Wednesday, October 26, 2022

Christopher Ruocchio's KINGDOMS OF DEATH (Narr by Samuel Roukin)

We've come a long way with Sir Lord Hadrian Half-Mortal Demon in White Marlowe since he was a young sprat who wanted to be a Scholiast just like his dear old tutor and ran away from home when his father decided to make him a torturer-priest instead. 

 Along the way with Hadrian through Christopher Ruocchio's massive Sun Eater series, we've explored anarchic gatherings of extreme cyborg self-experimenters; battled and defeated two great princes of humanity's archenemy, the Cielcin; met an effectively immortal Saturn who prolongs his life by taking over his children's bodies and keeps a pet/slave artificial intelligence from the dawn of recorded time that renews itself with human body parts and human brains; learned mind-blowing secrets about the galaxy's history from before humans took to the stars; survived court politics that make those of Byzantium seem tame and dull; died at least once and resurrected' gained superpowers of incredible utility that are almost impossible to use when they're most needed; made friends that would die or kill for him; become the idol of at least one cult... and now, as we catch up with him in this fourth novel of the main sequence of the series, Kingdoms of Death, he's being pressed into service as a diplomat. His mission: to persuade the Lothrian Commonwealth to join forces with the Sollan Empire and its allies to defeat the Cielcin once and for all, before the Cielcin can defeat humanity and turn us all into livestock, both the kind that labors and the kind that gets eaten.

Buckle up. 

This fourth volume in the main series is both its most exciting and its most tedious. Some of Ruocchio's finest action set-pieces, including a truly heroic chase-cum-last stand, are paired with long chapters of crushing boredom and sameness that do almost too good a job of depicting life as a prisoner with no hope. Oh, and trigger warnings for torture, I guess, but, being the under-medicated chronic pain patient that I am, I found that most of our hero's agonizing experiences sounded pretty much like getting out of bed and trying to get dressed every day (at least until they started peeling his long muscles like fruit), so, your mileage may vary, etc.

As usual, there are two halves to this narrative, with the first bringing Hadrian and his enterage to a whole new-to-us society that is half Yvgeny Zamyatin and half Ascia (there's even an emphasis on Groups of Seventeen). The Lothrian Commonwealth is a totalitarian horror so complete that people don't even have names, live in cells in vast hive-like buildings under opaque domes (their planet not exactly being naturally hospitable to life, or much to look at) that function also as Faraday cages, the better to keep its population from ever organizing against the regime. And the very language of the Lothrians is downright Ascian, consisting only of aphorisms from its Black Book of doctrine and containing no personal pronouns at all.

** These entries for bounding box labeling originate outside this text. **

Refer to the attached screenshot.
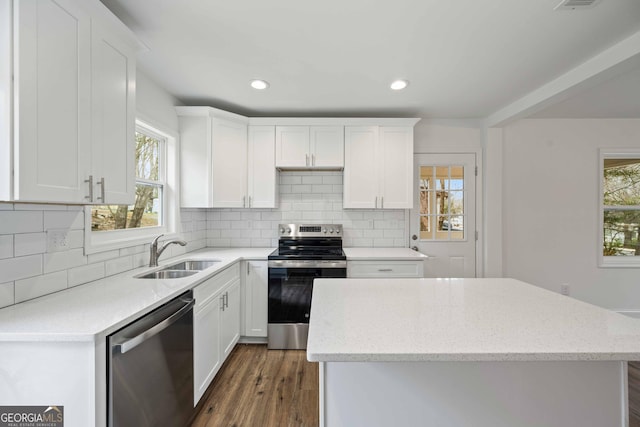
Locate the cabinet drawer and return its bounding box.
[347,261,424,277]
[193,263,240,310]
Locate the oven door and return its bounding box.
[268,260,347,348]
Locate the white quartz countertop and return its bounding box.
[343,248,427,261]
[0,248,273,342]
[307,279,640,362]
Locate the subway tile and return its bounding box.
[15,233,47,256]
[0,255,42,283]
[280,176,302,185]
[207,239,231,248]
[15,270,67,304]
[0,282,15,308]
[302,175,322,184]
[87,249,120,264]
[44,248,85,273]
[0,211,44,234]
[104,256,133,277]
[131,252,149,268]
[0,234,13,259]
[44,211,84,230]
[68,262,105,287]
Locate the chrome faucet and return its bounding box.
[149,234,187,267]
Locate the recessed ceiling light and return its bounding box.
[391,80,409,90]
[251,79,269,90]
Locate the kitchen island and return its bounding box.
[307,279,640,427]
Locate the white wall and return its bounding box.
[494,119,640,310]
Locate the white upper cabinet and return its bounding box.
[0,0,136,204]
[276,126,344,169]
[91,21,136,204]
[247,126,277,208]
[343,126,413,209]
[211,117,248,208]
[176,107,276,208]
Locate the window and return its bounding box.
[85,121,178,253]
[420,166,465,240]
[600,151,640,267]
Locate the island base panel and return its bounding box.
[320,361,628,427]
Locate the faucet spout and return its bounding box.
[149,234,187,267]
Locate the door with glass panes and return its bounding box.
[410,154,476,277]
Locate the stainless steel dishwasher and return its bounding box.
[107,291,195,427]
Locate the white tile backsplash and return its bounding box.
[0,171,408,307]
[207,171,408,247]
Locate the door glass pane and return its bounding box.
[419,165,465,241]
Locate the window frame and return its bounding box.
[84,115,180,255]
[598,148,640,268]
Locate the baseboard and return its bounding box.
[613,310,640,319]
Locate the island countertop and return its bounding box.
[307,279,640,362]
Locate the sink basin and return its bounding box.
[138,270,197,279]
[166,259,220,271]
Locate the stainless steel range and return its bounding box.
[267,224,347,349]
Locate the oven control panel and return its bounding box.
[278,224,342,238]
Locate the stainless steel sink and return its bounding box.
[137,269,197,279]
[165,259,220,271]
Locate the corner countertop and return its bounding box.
[0,248,273,342]
[307,279,640,362]
[343,248,427,261]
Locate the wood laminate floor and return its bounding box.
[191,344,640,427]
[192,344,319,427]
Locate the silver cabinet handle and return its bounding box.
[98,177,104,203]
[114,298,196,354]
[84,175,93,202]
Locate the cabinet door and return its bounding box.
[244,261,269,338]
[247,126,277,208]
[212,118,248,208]
[276,126,311,168]
[343,126,379,209]
[14,0,91,203]
[91,25,136,205]
[310,126,344,168]
[378,127,413,209]
[220,280,240,360]
[193,298,222,406]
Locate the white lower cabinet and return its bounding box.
[220,278,240,359]
[347,260,424,278]
[243,261,269,338]
[193,263,240,406]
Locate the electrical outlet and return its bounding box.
[47,230,69,252]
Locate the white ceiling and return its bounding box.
[102,0,640,119]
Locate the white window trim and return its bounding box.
[598,148,640,268]
[84,117,182,255]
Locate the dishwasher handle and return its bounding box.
[113,298,196,354]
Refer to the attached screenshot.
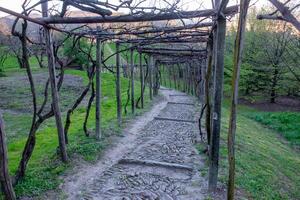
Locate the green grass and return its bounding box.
[4,70,150,197]
[198,106,300,200]
[249,112,300,146]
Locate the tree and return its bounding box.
[0,113,16,200]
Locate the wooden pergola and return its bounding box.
[0,0,248,198]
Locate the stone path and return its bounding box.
[62,90,224,200]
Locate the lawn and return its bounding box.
[198,104,300,200]
[4,67,150,197]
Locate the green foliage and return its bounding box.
[250,112,300,147]
[4,70,150,197]
[225,6,300,98]
[63,38,90,66]
[216,104,300,200]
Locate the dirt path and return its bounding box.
[62,90,222,200]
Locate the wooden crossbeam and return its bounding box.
[168,102,195,106]
[169,94,189,97]
[154,117,196,123]
[39,5,238,24]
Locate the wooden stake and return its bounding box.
[227,0,250,200]
[0,113,16,200]
[208,16,226,191]
[42,2,68,162]
[130,49,135,114]
[149,56,153,100]
[96,38,102,140]
[116,43,122,127]
[139,53,145,109]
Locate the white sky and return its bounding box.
[0,0,268,17]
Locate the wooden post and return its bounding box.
[227,0,250,200]
[0,113,16,200]
[208,15,226,191]
[96,38,102,140]
[153,60,159,96]
[42,2,68,162]
[116,43,122,126]
[149,56,153,100]
[130,49,135,114]
[139,53,145,108]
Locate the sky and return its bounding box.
[0,0,267,17]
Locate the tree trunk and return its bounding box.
[208,16,226,191]
[227,0,250,200]
[270,65,279,103]
[116,43,122,126]
[95,38,102,140]
[0,113,16,200]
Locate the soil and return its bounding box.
[55,90,236,200]
[239,96,300,112]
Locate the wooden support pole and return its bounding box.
[42,2,68,162]
[153,60,159,96]
[168,65,172,88]
[208,16,226,191]
[96,38,102,140]
[130,49,135,114]
[116,43,122,127]
[139,53,145,108]
[149,56,153,100]
[0,113,16,200]
[227,0,250,200]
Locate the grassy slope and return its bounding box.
[249,112,300,148]
[162,66,300,200]
[216,107,300,199]
[4,70,149,196]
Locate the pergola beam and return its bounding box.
[39,5,238,24]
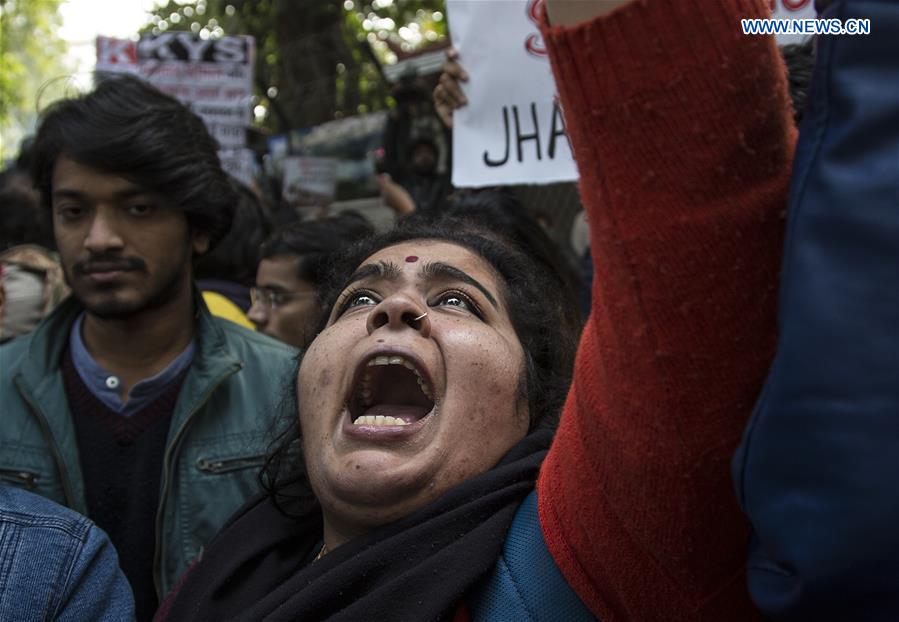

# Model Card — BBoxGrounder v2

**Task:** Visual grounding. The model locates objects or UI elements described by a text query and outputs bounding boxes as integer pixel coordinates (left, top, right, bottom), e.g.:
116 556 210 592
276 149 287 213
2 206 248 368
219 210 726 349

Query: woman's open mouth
347 354 436 427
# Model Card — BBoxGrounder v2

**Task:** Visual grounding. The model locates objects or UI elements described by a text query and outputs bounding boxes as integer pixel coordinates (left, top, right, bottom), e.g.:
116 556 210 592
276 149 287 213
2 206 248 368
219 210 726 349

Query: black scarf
165 425 553 621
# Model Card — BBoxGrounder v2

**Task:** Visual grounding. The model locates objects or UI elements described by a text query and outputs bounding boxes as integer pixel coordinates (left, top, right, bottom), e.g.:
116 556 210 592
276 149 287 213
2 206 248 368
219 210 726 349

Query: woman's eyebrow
421 261 499 310
344 261 400 288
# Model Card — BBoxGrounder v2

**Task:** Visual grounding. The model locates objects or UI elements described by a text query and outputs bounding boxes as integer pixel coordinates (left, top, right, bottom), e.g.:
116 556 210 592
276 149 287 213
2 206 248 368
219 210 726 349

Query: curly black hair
260 217 577 512
31 76 238 254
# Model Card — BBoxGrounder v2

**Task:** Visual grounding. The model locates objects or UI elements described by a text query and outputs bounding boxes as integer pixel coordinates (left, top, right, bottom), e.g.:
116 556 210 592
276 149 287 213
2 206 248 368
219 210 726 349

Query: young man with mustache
0 77 294 619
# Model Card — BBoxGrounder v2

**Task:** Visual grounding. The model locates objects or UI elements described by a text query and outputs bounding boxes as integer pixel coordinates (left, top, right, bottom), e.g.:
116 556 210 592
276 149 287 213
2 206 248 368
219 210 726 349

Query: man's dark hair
260 218 576 514
31 76 237 247
194 180 270 287
261 212 374 290
780 38 815 126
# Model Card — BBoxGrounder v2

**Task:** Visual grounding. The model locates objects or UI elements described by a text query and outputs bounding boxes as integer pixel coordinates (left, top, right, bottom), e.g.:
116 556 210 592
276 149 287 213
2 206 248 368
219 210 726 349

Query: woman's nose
366 295 431 338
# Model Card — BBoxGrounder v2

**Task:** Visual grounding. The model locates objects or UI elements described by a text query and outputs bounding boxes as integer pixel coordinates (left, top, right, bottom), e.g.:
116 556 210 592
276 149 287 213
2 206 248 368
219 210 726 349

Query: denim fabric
69 312 196 417
0 294 296 604
0 486 134 622
734 0 899 622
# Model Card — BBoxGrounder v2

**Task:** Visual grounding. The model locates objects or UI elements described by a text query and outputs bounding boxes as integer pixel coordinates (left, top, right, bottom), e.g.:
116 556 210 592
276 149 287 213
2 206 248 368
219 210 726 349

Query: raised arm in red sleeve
538 0 795 622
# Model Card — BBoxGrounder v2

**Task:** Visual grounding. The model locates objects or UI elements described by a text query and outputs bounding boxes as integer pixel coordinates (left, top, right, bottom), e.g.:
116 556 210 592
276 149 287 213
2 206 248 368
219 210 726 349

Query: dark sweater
62 349 186 620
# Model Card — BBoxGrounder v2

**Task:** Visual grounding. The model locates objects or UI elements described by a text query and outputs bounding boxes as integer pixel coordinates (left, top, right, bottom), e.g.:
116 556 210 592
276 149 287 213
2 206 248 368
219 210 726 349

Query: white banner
446 0 578 187
97 32 255 150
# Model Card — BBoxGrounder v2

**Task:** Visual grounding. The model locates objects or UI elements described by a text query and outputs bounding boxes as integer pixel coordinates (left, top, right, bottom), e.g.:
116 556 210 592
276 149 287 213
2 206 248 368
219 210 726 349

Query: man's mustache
73 255 147 274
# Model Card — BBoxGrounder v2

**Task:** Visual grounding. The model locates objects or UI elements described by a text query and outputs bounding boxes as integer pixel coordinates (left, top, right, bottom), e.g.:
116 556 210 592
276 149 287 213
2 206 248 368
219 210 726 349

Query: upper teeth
362 356 434 406
353 415 409 425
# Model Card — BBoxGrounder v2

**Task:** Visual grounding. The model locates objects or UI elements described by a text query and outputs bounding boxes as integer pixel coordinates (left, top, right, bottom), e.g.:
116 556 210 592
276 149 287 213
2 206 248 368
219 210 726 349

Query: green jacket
0 296 296 598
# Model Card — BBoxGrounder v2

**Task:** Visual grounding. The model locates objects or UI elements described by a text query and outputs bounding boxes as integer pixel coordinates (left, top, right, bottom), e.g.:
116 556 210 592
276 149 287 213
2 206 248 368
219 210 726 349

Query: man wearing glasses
247 213 372 348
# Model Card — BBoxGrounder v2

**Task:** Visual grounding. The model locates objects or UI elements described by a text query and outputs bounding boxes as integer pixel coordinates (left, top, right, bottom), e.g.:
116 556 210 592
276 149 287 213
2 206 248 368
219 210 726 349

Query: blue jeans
0 485 134 622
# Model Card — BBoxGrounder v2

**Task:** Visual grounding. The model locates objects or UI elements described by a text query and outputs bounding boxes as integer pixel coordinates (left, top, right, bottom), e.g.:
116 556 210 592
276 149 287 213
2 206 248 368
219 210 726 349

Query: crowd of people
0 0 899 622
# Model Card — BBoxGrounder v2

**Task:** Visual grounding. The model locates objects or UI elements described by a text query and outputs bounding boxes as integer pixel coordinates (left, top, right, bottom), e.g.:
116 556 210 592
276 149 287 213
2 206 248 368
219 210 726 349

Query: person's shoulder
212 317 299 360
0 333 34 360
0 333 33 385
0 486 92 540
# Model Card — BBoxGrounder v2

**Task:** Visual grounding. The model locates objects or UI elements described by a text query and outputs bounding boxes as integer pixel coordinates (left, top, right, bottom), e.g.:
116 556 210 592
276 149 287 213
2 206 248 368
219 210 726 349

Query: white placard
97 32 255 150
446 0 578 187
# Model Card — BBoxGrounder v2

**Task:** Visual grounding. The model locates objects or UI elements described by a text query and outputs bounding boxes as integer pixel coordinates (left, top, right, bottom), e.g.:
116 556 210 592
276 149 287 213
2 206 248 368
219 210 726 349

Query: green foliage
144 0 446 133
0 0 69 160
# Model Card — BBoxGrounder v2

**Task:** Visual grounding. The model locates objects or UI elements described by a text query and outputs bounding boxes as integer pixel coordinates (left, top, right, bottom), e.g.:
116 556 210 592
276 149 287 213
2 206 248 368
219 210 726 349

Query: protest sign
96 32 255 185
96 32 255 149
446 0 577 187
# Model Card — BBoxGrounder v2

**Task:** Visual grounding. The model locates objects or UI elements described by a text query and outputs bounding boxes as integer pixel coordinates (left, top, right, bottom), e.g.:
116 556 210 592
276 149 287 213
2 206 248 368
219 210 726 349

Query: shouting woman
160 0 795 621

Hadrian has been given yet another impossible task by his cousin, the Emperor, who still claims to be shielding Hadrian from the many forces at court who wish him ill, but whom Hadrian and his people still suspect is really trying to shield his power from Hadrian. What better way to get him out of the way for half a century or so than tell him to go convince this bizarre and depressing society to give military aid to humanity's existential struggle, preferably without completely upsetting the social order there, hmm?

The second half sees Hadrian alone and friendless and utterly in the power of the Cielcin Prince of Princes, Syriani Dorayica, who accords Hadrian a disorienting level of respect even to regarding Hadrian as the true "King of the Vermin" and insisting Hadrian participate in rituals meant only for the Cielcin elite -- while also mutilating, imprisoning and torturing Hadrian for, in the grand tradition of torturers through the ages, information that the Cielcin already has. And the Prince of Princes has even worse in store for Hadrian, for Hadrian's entire Red Company of 90,000 human souls has also fallen into Cielcin power.

And Christopher Ruocchio is definitely of the GRRM school of callous beloved character deaths. And told ol' George to hold his beer. Which means I'm a bit angry with him at the moment, but I can't say I didn't know this was coming. Hadrian's being in Doctor Who Jeopardy and being Palatine, with a life span far exceeding pretty much everybody else's, guaranteed that this was coming. But still, I bite my thumb at you, Ruocchio!

Now I have to wait like the rest of the plebs for the next volume, Ashes of Man, to come out in December. I could scratch my Sun Eating itch with some sidequels and novellas, but I dislike spending audible credits on such short reads and I insist on finishing these with Samuel Roukin's voice in my ear, so those will have to wait for the next sale-or-stupid-windfall, I think. Meanwhile, I have a library full of other stuff I've not listened to or read yet, but December sure can hurry the hell up. I'm ready to watch Hadrian eat the damned sun already.

Though that might be another novel yet?